The Nights are drawing in: that can only mean one thing

Remembering Remembrance

Last week I was delivering drill sessions in Portsmouth schools. I was in the playground in the baking heat of an Indian Summer. In layers of wool and cotton I was beyond toasty warm. I was sweating buckets marching around playground suntraps.

Looking stern

Looking stern

It’s easy in such conditions to kid yourself that it’s still summer and not the last week of September. It’s easy to revel in the warmth of the moment and ignore the inevitable fact that the year is turning.

September. The turn of the seasons means one thing here at Past Participants: it’s time to start gearing up for November. It’s time to start gearing up for Remembrance.

It’s the best of times

I apologise for paraphrasing one of Portsmouth’s most famous sons.

I love Remembrance season. It’s a subject that really seems to connect with teachers and students alike. It’s a subject where I feel I really make an impact. It’s a subject that’s important.

It’s also the busiest time of the year because of all of that.

I shall spend most of November visiting the schools of Hampshire delivering Remembrance sessions. More often than not that also means delivering drill sessions in their playgrounds. The same playgrounds that, in September, were dappled in late summer sun are now blasted by a freezing wind. They really give an immersive feel to the whole Remembrance experience. It can also be really cold so the children are wrapped up against it while muggins is in the same kit that he was wearing back in September. It’s thick wool so it’s warm and, to a certain extent, waterproof but it’s not windproof.

I can live with that, it’s what I signed up for.

The stories we tell in our remembrance sessions are really powerful. Some are from the Great War discovering the experience of soldiers on the front line. Some are from the Second World War where we find out about the crews of Landing Craft as well as the soldiers on the beach.

It’s the worst of times

Not all of the stories turn out well for those concerned. That only makes them more powerful. Telling them properly and doing them justice means putting everything into it. It’s only fair.

Pte Andrew Turnbull RM

Pte Andrew Turnbull RM

Think about it for a moment. Every time I deliver a Remembrance session, I introduce the group to a person who, I know, isn’t going to make it to the end of the session. Every session, I put myself through the emotional wringer to make sure I’m doing it properly. Every single session. There’s no shortcut, no way of insulating myself from it: it’s got to be done properly.
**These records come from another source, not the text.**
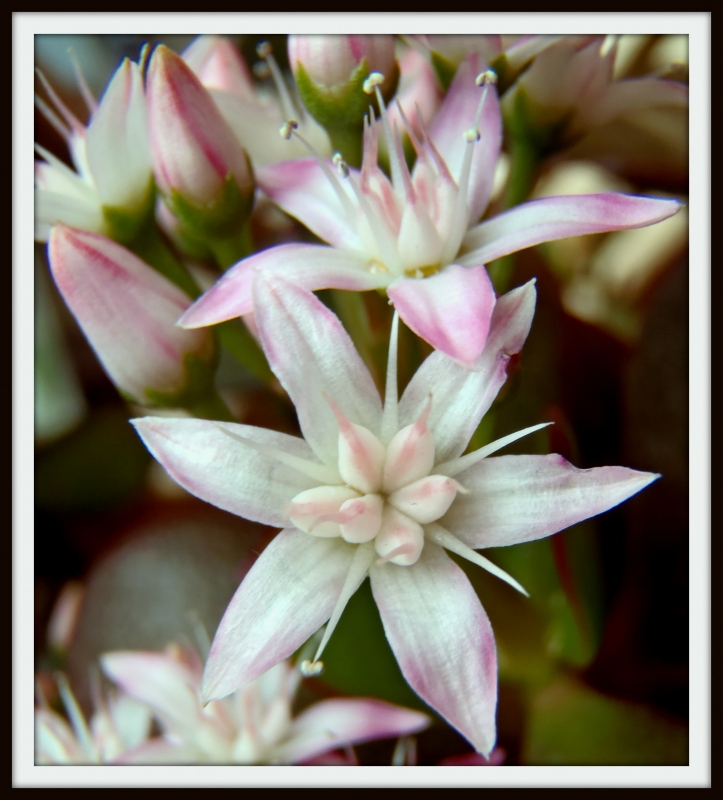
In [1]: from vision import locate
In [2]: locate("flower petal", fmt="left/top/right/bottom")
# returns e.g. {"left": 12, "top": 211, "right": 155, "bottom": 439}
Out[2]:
{"left": 388, "top": 263, "right": 495, "bottom": 365}
{"left": 114, "top": 738, "right": 202, "bottom": 765}
{"left": 100, "top": 651, "right": 200, "bottom": 735}
{"left": 277, "top": 698, "right": 429, "bottom": 764}
{"left": 179, "top": 243, "right": 382, "bottom": 328}
{"left": 460, "top": 193, "right": 683, "bottom": 266}
{"left": 253, "top": 273, "right": 383, "bottom": 465}
{"left": 256, "top": 158, "right": 361, "bottom": 249}
{"left": 398, "top": 279, "right": 536, "bottom": 463}
{"left": 443, "top": 453, "right": 659, "bottom": 549}
{"left": 427, "top": 53, "right": 502, "bottom": 223}
{"left": 370, "top": 542, "right": 497, "bottom": 756}
{"left": 202, "top": 529, "right": 356, "bottom": 700}
{"left": 131, "top": 417, "right": 320, "bottom": 527}
{"left": 581, "top": 76, "right": 689, "bottom": 129}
What that means for me is that the season really takes its toll on me emotionally. It’s important and I don’t begrudge it but, by the end of it, I am pretty wrung out from going through that process so often.

Am I looking forward to it?

Of course I am.

The effect that the sessions have on students and teachers alike make all the hard work, the cold, the emotional challenges all worthwhile. The fact that students remember these people years after they’ve taken part tells me this is worth doing.

I get a huge reward out of teaching Remembrance and from feeling that I am making a small but positive difference to the world.